[ale] Ruby vs C, a non-technical chat

Dylan Northrup ale at doc-x.net
Thu Aug 6 10:38:15 EDT 2015


On Thu, Aug 6, 2015 at 9:44 AM, James Sumners <james.sumners at gmail.com> wrote:
>
> That's an important bit of information. Under such circumstances my
> preference is for Python. I just like the language better (truly, I can't
> stand the sight of Ruby). As for contrived performance, they're pretty much
> even -- http://benchmarksgame.alioth.debian.org/u64/ruby.php

Glad to know you're using objective criteria for your evaluation of
languages.  I think semantically important white space is one of the
stupidest ideas to ever be implemented in any scripting language and
prefer Ruby over Python (having come to it from Perl).  I also like
flexibility in my approach to solving a problem, something that seems
antithetical to the Python philosophy where there's One True Way to
solve every problem.

I do systems scripting for a large portion of my day job.  I find a
lot of the work I do is in bash/shell since "it's everywhere".  The
next fallback is ruby as we're a Chef shop and it's on all my systems.

> One of the things to consider is who else will have to maintain your code?
> Which languages do they prefer or are proficient with? Around my shop we've
> had a Ruby guy leave which meant all his stuff died because no one knows the
> language (or cares to).

Did his code do something important? Was it important to the business?
 If so, it doesn't matter whether or not someone "cares to" maintain
it or not.  Hell, there's a ton of code I'd love to re-write, but a)
it works, b) it's business critical and c) I'm too busy doing other
work to get into a pissing match about whether or not it's written in
a bad language and needs to be re-done in a good language.

A couple of years ago I came upon some Python code someone had written
"because they wanted to learn python" and it was in a production
workflow.  One of the assumptions they had made was no longer true.
Their tool needed to be updated to account for the changed
environment.  Not being a fan of Python I had the choice to a)
reimplement the entire tool in a language I preferred or b) hold my
nose at having to deal with python, fix the issue, get things back in
order and get back to the other dozen things in my queue.

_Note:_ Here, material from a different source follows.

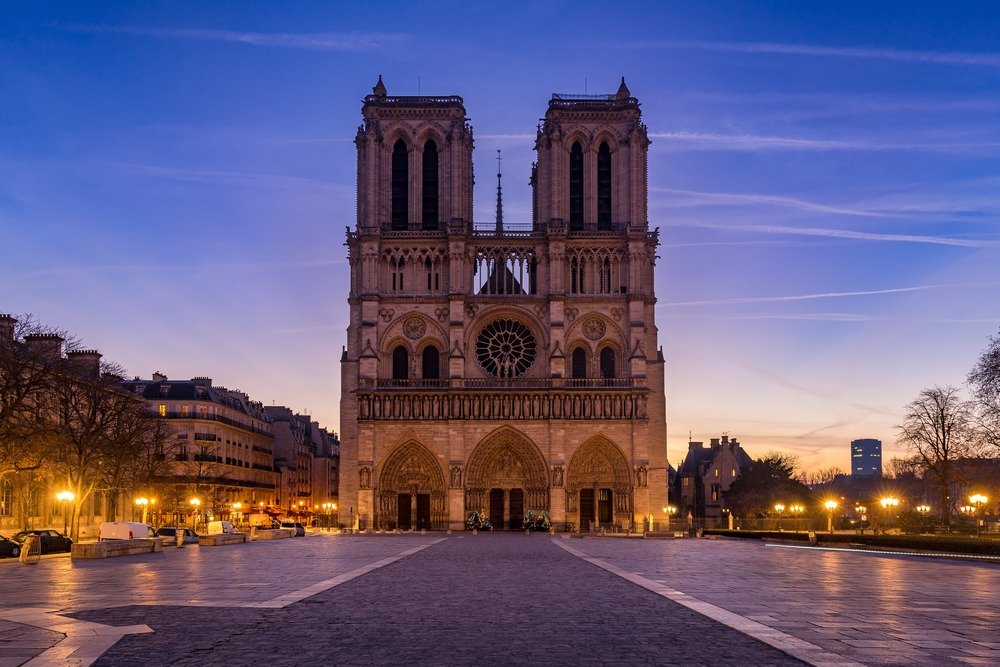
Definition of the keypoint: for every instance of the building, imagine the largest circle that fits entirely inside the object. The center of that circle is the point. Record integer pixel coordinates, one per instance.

If you known Perl, Ruby's easy to pick up.  Hell, if you know C,
Ruby's not that difficult with a few hours to read up on things.  I'm
learning Go right now for a personal project.  It ain't that hard.  If
you implement a non-trivial tool in a language, you should know enough
to be able to work in it.  You won't be idiomatic, but you'll be
useful and be able to make your way around if you have to understand
other people's code. . . . unless you simply refuse to.  Then no
amount of study will bring enlightenment.

-- 
Dylan Northrup
"Adversity is just change we haven't adapted ourselves to yet."